Dost thou thus love me, O thou all beloved,
In whose large store the very meanest coin
Would out-buy my whole wealth? Yet here thou comest
Like a kind heiress from her purple and down
Uprising, who for pity cannot sleep,
But goes forth to the stranger at her gate—
The beggared stranger at her beauteous gate—
And clothes and feeds; scarce blest till she has blest.

But dost thou love me, O thou pure of heart,
Whose very looks are prayers? What couldst thou see
In this forsaken pool by the yew-wood’s side,
To sit down at its bank, and dip thy hand,
Saying, ‘It is so clear!’—and lo! ere long,
Its blackness caught the shimmer of thy wings,
Its slimes slid downward from thy stainless palm,
Its depths grew still, that there thy form might rise.

THE NOVICE

It is near morning. Ere the next night fall
I shall be made the bride of heaven. Then home
To my still marriage-chamber I shall come,
And spouseless, childless, watch the slow years crawl.

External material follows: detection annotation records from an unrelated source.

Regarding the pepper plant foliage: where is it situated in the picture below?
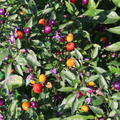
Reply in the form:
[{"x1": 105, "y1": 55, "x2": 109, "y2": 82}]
[{"x1": 0, "y1": 0, "x2": 120, "y2": 120}]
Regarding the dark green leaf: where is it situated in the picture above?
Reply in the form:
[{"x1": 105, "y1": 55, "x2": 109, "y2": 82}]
[{"x1": 105, "y1": 42, "x2": 120, "y2": 52}]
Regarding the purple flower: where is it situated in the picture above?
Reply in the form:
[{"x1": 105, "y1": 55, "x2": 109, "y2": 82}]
[
  {"x1": 31, "y1": 101, "x2": 38, "y2": 108},
  {"x1": 82, "y1": 0, "x2": 89, "y2": 5},
  {"x1": 29, "y1": 68, "x2": 33, "y2": 73},
  {"x1": 87, "y1": 88, "x2": 96, "y2": 94},
  {"x1": 27, "y1": 73, "x2": 35, "y2": 80},
  {"x1": 20, "y1": 49, "x2": 28, "y2": 53},
  {"x1": 87, "y1": 72, "x2": 92, "y2": 77},
  {"x1": 0, "y1": 8, "x2": 6, "y2": 15},
  {"x1": 5, "y1": 12, "x2": 10, "y2": 16},
  {"x1": 9, "y1": 35, "x2": 16, "y2": 45},
  {"x1": 44, "y1": 26, "x2": 52, "y2": 34},
  {"x1": 0, "y1": 113, "x2": 3, "y2": 120},
  {"x1": 80, "y1": 72, "x2": 83, "y2": 78},
  {"x1": 56, "y1": 112, "x2": 64, "y2": 117},
  {"x1": 52, "y1": 32, "x2": 65, "y2": 42},
  {"x1": 49, "y1": 19, "x2": 55, "y2": 25},
  {"x1": 4, "y1": 56, "x2": 10, "y2": 61},
  {"x1": 50, "y1": 68, "x2": 57, "y2": 76},
  {"x1": 0, "y1": 98, "x2": 5, "y2": 106},
  {"x1": 57, "y1": 75, "x2": 61, "y2": 80},
  {"x1": 0, "y1": 20, "x2": 5, "y2": 24},
  {"x1": 114, "y1": 81, "x2": 120, "y2": 90},
  {"x1": 24, "y1": 27, "x2": 31, "y2": 34},
  {"x1": 85, "y1": 98, "x2": 92, "y2": 104}
]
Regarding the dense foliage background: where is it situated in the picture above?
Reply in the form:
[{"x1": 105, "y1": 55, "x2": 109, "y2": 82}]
[{"x1": 0, "y1": 0, "x2": 120, "y2": 120}]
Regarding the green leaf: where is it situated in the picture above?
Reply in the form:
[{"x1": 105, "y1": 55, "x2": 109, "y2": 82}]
[
  {"x1": 27, "y1": 0, "x2": 37, "y2": 15},
  {"x1": 109, "y1": 100, "x2": 118, "y2": 110},
  {"x1": 16, "y1": 39, "x2": 21, "y2": 49},
  {"x1": 64, "y1": 115, "x2": 95, "y2": 120},
  {"x1": 71, "y1": 98, "x2": 79, "y2": 115},
  {"x1": 25, "y1": 17, "x2": 33, "y2": 28},
  {"x1": 0, "y1": 48, "x2": 9, "y2": 62},
  {"x1": 111, "y1": 92, "x2": 120, "y2": 100},
  {"x1": 58, "y1": 87, "x2": 74, "y2": 92},
  {"x1": 112, "y1": 0, "x2": 120, "y2": 7},
  {"x1": 75, "y1": 49, "x2": 83, "y2": 60},
  {"x1": 88, "y1": 0, "x2": 96, "y2": 9},
  {"x1": 59, "y1": 94, "x2": 76, "y2": 109},
  {"x1": 65, "y1": 1, "x2": 73, "y2": 14},
  {"x1": 8, "y1": 14, "x2": 18, "y2": 20},
  {"x1": 91, "y1": 45, "x2": 100, "y2": 59},
  {"x1": 59, "y1": 21, "x2": 74, "y2": 29},
  {"x1": 107, "y1": 26, "x2": 120, "y2": 35},
  {"x1": 15, "y1": 55, "x2": 27, "y2": 65},
  {"x1": 85, "y1": 75, "x2": 99, "y2": 82},
  {"x1": 5, "y1": 64, "x2": 12, "y2": 78},
  {"x1": 103, "y1": 11, "x2": 120, "y2": 24},
  {"x1": 4, "y1": 75, "x2": 24, "y2": 89},
  {"x1": 62, "y1": 68, "x2": 76, "y2": 80},
  {"x1": 15, "y1": 65, "x2": 23, "y2": 76},
  {"x1": 26, "y1": 54, "x2": 41, "y2": 66},
  {"x1": 92, "y1": 96, "x2": 104, "y2": 106},
  {"x1": 0, "y1": 71, "x2": 5, "y2": 80},
  {"x1": 99, "y1": 75, "x2": 108, "y2": 89},
  {"x1": 93, "y1": 67, "x2": 107, "y2": 74},
  {"x1": 108, "y1": 66, "x2": 120, "y2": 74},
  {"x1": 83, "y1": 9, "x2": 103, "y2": 17},
  {"x1": 42, "y1": 8, "x2": 53, "y2": 15},
  {"x1": 89, "y1": 106, "x2": 104, "y2": 115},
  {"x1": 10, "y1": 100, "x2": 18, "y2": 116},
  {"x1": 105, "y1": 42, "x2": 120, "y2": 52}
]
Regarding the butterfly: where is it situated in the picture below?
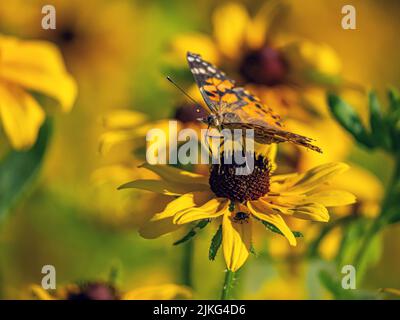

These lips will never meet a softer touch
Than the stone crucifix I kiss; no child
Will clasp this neck. Ah, virgin-mother mild,
Thy painted bliss will mock me overmuch.

This is the last time I shall twist the hair
My mother’s hand wreathed, till in dust she lay:
The name, her name given on my baptism day,
This is the last time I shall ever bear.

O weary world, O heavy life, farewell!
Like a tired child that creeps into the dark
To sob itself asleep, where none will mark,—
So creep I to my silent convent cell.

Friends, lovers whom I loved not, kindly hearts
Who grieve that I should enter this still door,
Grieve not. Closing behind me evermore,
Me from all anguish, as all joy, it parts.

The volume chronicles the moods of a sweet and thoughtful nature, and though many things in it may seem somewhat old-fashioned, it is still very pleasant to read, and has a faint perfume of withered rose-leaves about it.

(1) A Book of Verses. By William Ernest Henley. (David Nutt.)

(2) Romantic Ballads and Poems of Phantasy. By William Sharp. (Walter Scott.)

(3) Poems, Ballads, and a Garden Play. By A. Mary F. Robinson. (Fisher Unwin.)

(4) Poems. By the Author of John Halifax, Gentleman. (Macmillan and Co.)